Hint: The highest instantaneous value of a function is estimated from the zero-volt level. The peak value of amplitude and peak value are equal since the average value of the function is zero volts. The term "RMS" is "Root-Mean-Squared," also named for the practical value of alternating current, similar to a DC voltage that would give the same amount of heat production in a resistor as the AC voltage would if implemented to that equivalent resistor.

Complete step by step solution:
Given: The instantaneous value of an alternating voltage:
$E_{t} = 140\ sin 300t$
We will compare this equation with the general equation:
$E_{t} = E_{o}\ sin 300t$
Where, $ E_{o} $ is the peak value of voltage.
$ E_{t} $ is the value of voltage at any time t.

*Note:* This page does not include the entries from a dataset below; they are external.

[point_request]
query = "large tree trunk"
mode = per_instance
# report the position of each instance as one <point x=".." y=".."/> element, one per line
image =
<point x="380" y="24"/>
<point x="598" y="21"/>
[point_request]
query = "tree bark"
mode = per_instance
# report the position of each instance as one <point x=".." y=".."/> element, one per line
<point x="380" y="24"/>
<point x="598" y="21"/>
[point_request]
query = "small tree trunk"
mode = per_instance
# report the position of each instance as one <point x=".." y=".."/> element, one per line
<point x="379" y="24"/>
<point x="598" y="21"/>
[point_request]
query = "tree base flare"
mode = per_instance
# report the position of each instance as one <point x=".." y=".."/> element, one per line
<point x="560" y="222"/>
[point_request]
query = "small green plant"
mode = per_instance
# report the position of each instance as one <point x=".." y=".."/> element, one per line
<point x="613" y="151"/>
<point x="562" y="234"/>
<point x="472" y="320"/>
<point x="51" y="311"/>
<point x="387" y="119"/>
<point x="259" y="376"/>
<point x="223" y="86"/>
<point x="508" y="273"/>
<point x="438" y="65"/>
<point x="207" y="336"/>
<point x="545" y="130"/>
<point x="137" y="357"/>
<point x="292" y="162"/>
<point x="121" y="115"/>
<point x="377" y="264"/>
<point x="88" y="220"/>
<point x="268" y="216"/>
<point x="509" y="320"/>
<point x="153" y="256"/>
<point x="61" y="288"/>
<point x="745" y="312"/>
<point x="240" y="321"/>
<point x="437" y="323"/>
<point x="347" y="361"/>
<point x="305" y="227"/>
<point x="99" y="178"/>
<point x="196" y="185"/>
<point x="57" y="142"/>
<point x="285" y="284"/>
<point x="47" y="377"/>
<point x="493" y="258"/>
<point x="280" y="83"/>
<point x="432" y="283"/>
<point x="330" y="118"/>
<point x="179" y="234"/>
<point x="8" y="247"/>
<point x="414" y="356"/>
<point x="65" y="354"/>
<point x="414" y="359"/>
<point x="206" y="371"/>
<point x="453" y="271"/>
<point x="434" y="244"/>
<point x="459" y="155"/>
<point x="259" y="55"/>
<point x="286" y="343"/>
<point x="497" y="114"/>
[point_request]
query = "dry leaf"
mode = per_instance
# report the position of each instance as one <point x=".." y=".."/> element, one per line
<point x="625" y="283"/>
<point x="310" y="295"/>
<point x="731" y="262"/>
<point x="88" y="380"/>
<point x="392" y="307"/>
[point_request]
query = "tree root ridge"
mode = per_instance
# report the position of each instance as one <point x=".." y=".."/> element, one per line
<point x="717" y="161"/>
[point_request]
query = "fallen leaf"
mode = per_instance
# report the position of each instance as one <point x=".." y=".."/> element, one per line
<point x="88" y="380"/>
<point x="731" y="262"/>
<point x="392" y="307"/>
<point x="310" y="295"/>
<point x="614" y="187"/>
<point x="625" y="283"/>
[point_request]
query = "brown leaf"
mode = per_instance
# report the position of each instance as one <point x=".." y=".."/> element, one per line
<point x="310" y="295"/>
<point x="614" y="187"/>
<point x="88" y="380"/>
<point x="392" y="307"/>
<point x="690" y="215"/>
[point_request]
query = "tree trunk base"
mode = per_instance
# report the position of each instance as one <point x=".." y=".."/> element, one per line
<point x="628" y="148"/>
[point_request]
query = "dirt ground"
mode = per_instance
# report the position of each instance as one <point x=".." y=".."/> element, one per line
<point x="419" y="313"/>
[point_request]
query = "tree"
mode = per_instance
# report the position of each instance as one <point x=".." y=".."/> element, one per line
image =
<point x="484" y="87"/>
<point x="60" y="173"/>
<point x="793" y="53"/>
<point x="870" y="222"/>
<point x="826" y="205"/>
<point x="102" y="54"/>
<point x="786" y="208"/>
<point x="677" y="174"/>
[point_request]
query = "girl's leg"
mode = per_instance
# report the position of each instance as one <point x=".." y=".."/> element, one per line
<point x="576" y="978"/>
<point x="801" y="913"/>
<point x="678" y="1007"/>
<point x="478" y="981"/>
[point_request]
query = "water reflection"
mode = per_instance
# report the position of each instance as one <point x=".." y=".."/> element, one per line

w is the angular frequency.
After comparing, we get,
$ E_{o} = 140 V$
$w = 300$
a) Peak value of voltage, $ E_{o} = 140 V$
b) Rms value of voltage,
$E_{rms} = \dfrac{E_{o}}{\sqrt{2}}$
Put the value of $ E_{o} = 140 V$.
$E_{rms} = \dfrac{140}{\sqrt{2}} = \dfrac{140}{1.4}$
$E_{rms} = 100V$
c) Angular frequency, $w = 300$
Now, we will find frequency by the formula:
$f = \dfrac{w}{2 \pi}$
Put $w = 300$
$f = \dfrac{300}{2 \times 3 }$
We get,
$f = 50 Hz$

Note: RMS is not the "Average" voltage, and its numerical relationship to peak voltage varies on the type of waveform. The RMS value is squared of the root of the mean value of the squared function of the instant values. Rms value is the amount of AC power that provides the same heating effect as an equal DC power.